Knowledgeable or Educated Guess? Revisiting Language Models as Knowledge Bases
This challenges the assumption that pre-trained language models can be used as factual knowledge bases, which is important for researchers and practitioners in NLP and knowledge representation.
The paper investigates how masked language models (MLMs) like BERT extract factual knowledge, finding that their previously reported competitive performance largely stems from biased prompts overfitting dataset artifacts rather than genuine knowledge, and strongly questions whether current MLMs can serve as reliable knowledge bases.

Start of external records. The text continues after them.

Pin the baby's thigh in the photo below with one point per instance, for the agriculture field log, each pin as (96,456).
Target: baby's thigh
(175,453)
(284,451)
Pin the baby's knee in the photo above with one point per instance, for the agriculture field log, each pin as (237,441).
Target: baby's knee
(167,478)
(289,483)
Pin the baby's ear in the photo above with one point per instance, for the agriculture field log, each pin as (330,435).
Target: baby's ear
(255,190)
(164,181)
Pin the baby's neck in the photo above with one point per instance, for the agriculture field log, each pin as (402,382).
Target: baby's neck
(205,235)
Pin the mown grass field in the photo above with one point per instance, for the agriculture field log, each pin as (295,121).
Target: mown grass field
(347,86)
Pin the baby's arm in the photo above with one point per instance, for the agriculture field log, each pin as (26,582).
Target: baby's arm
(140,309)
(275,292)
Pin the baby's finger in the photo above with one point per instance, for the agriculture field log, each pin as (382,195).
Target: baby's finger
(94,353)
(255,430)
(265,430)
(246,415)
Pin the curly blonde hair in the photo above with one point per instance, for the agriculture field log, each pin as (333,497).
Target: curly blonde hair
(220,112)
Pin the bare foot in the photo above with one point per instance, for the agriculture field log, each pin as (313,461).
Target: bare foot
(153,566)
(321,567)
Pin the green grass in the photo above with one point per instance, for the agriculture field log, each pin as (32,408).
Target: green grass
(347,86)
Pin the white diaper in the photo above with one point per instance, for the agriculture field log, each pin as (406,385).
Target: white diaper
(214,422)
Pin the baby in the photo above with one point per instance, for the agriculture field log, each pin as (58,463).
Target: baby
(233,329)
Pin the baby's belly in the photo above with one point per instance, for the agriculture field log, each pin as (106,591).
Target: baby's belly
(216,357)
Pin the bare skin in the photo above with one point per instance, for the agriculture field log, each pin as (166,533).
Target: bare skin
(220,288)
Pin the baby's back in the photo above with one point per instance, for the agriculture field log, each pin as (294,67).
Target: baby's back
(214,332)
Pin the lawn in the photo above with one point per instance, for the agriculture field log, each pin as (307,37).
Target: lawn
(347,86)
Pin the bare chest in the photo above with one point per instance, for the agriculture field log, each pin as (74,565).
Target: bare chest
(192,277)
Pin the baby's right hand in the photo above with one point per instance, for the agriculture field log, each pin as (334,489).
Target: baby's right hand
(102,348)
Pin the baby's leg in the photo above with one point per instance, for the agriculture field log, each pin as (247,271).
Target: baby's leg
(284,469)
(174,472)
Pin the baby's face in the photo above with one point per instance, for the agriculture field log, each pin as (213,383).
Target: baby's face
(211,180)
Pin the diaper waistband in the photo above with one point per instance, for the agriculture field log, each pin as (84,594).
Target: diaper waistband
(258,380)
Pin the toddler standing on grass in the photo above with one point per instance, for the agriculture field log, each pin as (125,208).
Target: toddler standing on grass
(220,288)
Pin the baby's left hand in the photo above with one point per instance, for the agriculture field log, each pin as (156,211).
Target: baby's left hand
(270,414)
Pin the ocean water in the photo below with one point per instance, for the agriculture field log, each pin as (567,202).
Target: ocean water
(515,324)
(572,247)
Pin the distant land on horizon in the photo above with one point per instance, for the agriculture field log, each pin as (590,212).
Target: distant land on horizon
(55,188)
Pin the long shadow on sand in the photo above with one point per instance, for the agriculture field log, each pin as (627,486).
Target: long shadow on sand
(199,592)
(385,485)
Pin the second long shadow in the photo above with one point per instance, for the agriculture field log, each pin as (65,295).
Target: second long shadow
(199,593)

Previous literatures show that pre-trained masked language models (MLMs) such as BERT can achieve competitive factual knowledge extraction performance on some datasets, indicating that MLMs can potentially be a reliable knowledge source. In this paper, we conduct a rigorous study to explore the underlying predicting mechanisms of MLMs over different extraction paradigms. By investigating the behaviors of MLMs, we find that previous decent performance mainly owes to the biased prompts which overfit dataset artifacts. Furthermore, incorporating illustrative cases and external contexts improve knowledge prediction mainly due to entity type guidance and golden answer leakage. Our findings shed light on the underlying predicting mechanisms of MLMs, and strongly question the previous conclusion that current MLMs can potentially serve as reliable factual knowledge bases.